Unix also was a cash cow large software vendors desperately wanted to milk. They developed powerful, yet proprietary versions of Unix during the 1980s. The list of derivatives is long and comprises HP-UX by Hewlett-Packard (s hpq), DG/UX by Data General, AIX by IBM (s ibm), IRIX by Silicon Graphics, as well as SUN’s Solaris (s orcl). The consequences were a fragmentation of Unix that held users captive once they’d settled on a flavor. Once switching becomes difficult, painful and expensive, it stunts innovation.
Linux followed a different path. This open source operating system has thrived ever since it was born in the early 1990s, thanks to a global community of developers. It quickly caught up to its older, more established rival in terms of performance and feature set because it was not trapped in proprietary silos. And it handily beat Unix in terms of capital expenses and operating costs. Since Linux runs on off-the-shelf hardware, it has important similarities to today’s Hadoop world of inexpensive commodity hardware.
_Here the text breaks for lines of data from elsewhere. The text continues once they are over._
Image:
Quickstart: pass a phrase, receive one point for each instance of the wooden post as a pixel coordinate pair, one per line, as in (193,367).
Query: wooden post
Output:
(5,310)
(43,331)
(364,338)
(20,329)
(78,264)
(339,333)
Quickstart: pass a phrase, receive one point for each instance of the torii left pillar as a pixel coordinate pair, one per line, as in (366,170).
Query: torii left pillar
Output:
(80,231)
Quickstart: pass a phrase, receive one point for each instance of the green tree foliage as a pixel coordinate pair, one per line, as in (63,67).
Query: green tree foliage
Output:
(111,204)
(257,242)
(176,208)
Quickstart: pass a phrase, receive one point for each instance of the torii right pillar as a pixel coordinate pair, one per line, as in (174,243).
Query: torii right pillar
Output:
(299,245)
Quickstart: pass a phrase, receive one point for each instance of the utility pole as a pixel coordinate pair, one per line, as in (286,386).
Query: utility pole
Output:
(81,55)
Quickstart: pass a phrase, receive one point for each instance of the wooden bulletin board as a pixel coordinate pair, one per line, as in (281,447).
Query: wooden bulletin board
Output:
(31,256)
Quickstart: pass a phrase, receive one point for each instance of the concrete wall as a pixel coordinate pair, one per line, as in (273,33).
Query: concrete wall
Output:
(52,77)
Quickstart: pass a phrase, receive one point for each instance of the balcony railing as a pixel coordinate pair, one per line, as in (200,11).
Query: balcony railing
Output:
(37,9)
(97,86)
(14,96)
Hadoop as the OS for big data

Fast forward to 2013, and you’ll see quite a few lessons that apply to Hadoop and enterprise customers who are thinking about implementing it to meet their big data needs.
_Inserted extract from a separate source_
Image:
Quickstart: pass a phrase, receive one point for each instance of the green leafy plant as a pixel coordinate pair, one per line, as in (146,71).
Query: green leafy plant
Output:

Hadoop is like the emerging “operating system” for big data. It enables an organization to use distributed hardware resources to store and compute on large data sets. The world of big data and its appropriate frameworks and tools changes fast, and just like Linux, Hadoop thrives because of a community of hundreds of developers who put their time, resources and passion into making it better all the time.
Systems integrators, service providers and enterprise customers are well advised to carefully pick Hadoop distributions that are truly open source, with room to grow as the technology keeps maturing. One example is Palo Alto-based startup Hortonworks, host of the sixth annual Hadoop Summit being held this week in San Jose. Another example, though with some functionality that is for now held-back from true open source licensing, is Cloudera.
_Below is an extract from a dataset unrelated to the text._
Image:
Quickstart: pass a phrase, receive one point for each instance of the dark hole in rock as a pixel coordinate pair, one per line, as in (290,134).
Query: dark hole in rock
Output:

At the other end of the spectrum are vendors that only pay lip service to Hadoop. They embrace and extend it with their own proprietary twists and in the process create fragmentation. While I cannot name any particular vendor because of my professional obligations, you can imagine this category to include some of the large-cap IT vendors who are now muscling into big data.
As the big data technologist for Deutsche Telekom, possibly Silicon Valley’s single largest European customer of IT products and services, I’ve seen enough Hadoop offerings and implementations to suggest a quick, two-step reality check.

How to test your Hadoop distro’s open source street cred

Step one: Can you open the hood and see the engine? Free software doesn’t equal open source. What might be free today can become a costly piece of software once the vendor realizes he is sitting on a gold mine and raises prices, knowing his users are locked in. Open source, on the other hand, means the source code is open for everybody to see and complies with one of several libraries for open source license (see for instance Open source means you can look under the hood, tinker with, enhance and maintain your big data “operating system”.
Step two: The second telltale sign a vendor really means it when he proclaims his love for Hadoop is this: do they have skin in the game of give and take? The Hadoop community breaks into three types called reviewers, contributors and committers. The latter are the seasoned members who set the roadmap, coordinate development and make sure all the pieces eventually click and run. If you want to know whether a vendor really means it, check how many of his employees are Hadoop committers.
If you don’t see a significant number of committers in a company’s ranks, you can be fairly certain that this particular vendor is just going through the motions with Hadoop. They may be checking a mandatory list of features and tools to lure customers to their version of Hadoop, but are most likely pursuing a strategy of forking a great idea for their own gain.
Do your organization and the value hidden in your datasets a favor and don’t become a Hadoop hostage. You risk paying ransom for years or even decades to come while missing out on waves of innovation that will make the entire economy relentlessly data-driven.
Picking the open source or the proprietary path for Hadoop is not just a decision every IT department has to make for itself. Taken together, these decisions will determine whether Hadoop will go the way of Unix or Linux, become a lock-in legacy or break-out success. I’m personally rooting for the latter option because Hadoop is a powerful framework with lots of promise.
Juergen Urbanski, VP Big Data Architectures & Technologies at T-Systems, the enterprise arm of Deutsche Telekom. He writes here in a personal capacity.